Collaboration can take a multitude of forms. In many cases, it’s as simple as sharing intelligence on industry operations and legal strategy. But it can also mean international collaboration between countries. Legal cases seek justice in the form of criminal and civil liability for abuses, but their purpose is often broader: ending the fossil fuel industry’s long record of political manipulation. The first step for those taking on Big Polluters in the U.S. is to reach out to those around the globe who have been doing the same.
The success of U.S.-based fossil fuel corporations like Chevron has depended upon the exploitation and abuse of resources and people in the Global South. So it is also imperative legal victories benefit those communities that have endured the greatest impacts of corporate abuse. Justice in the U.S. must be restorative beyond its borders.

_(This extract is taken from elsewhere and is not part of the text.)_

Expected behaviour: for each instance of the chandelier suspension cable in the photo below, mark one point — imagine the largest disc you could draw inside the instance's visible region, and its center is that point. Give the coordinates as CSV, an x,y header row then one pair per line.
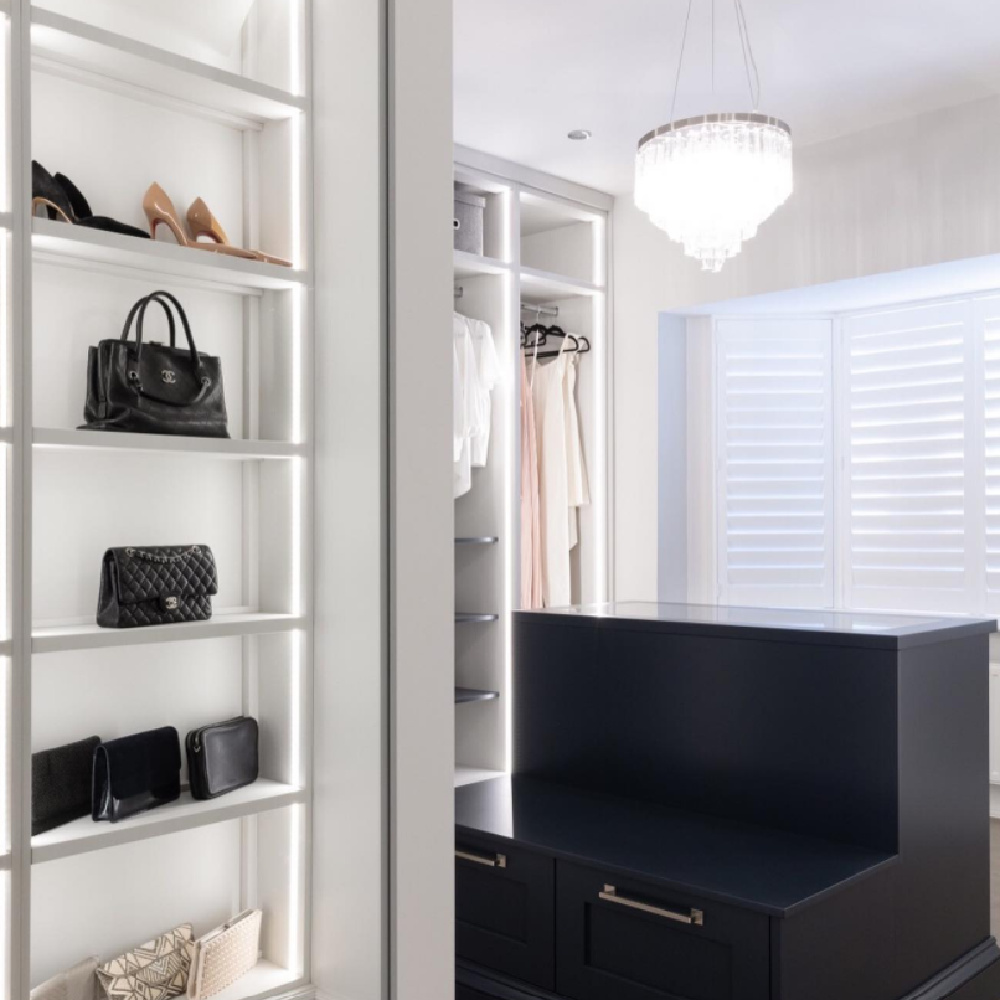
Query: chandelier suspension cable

There’s a growing call for such equity at negotiating meetings of the UN Framework Convention on Climate Change, the global climate treaty that the Paris Agreement is part of. Climate-justice and environmental groups are calling for governments negotiating the implementation of the treaty to establish a fund that would support nations hit hard by climate impacts. As part of that process, governments could require that wealthy nations allocate a percentage of fossil fuel litigation proceeds to such a fund. This would be groundbreaking and provide a path toward repairing the deliberate harm caused by polluting corporations.
We know going it alone doesn’t work. It’s time to work together to catalyze a just and equitable transition from fossil fuels. It’s time to make Big Polluters pay.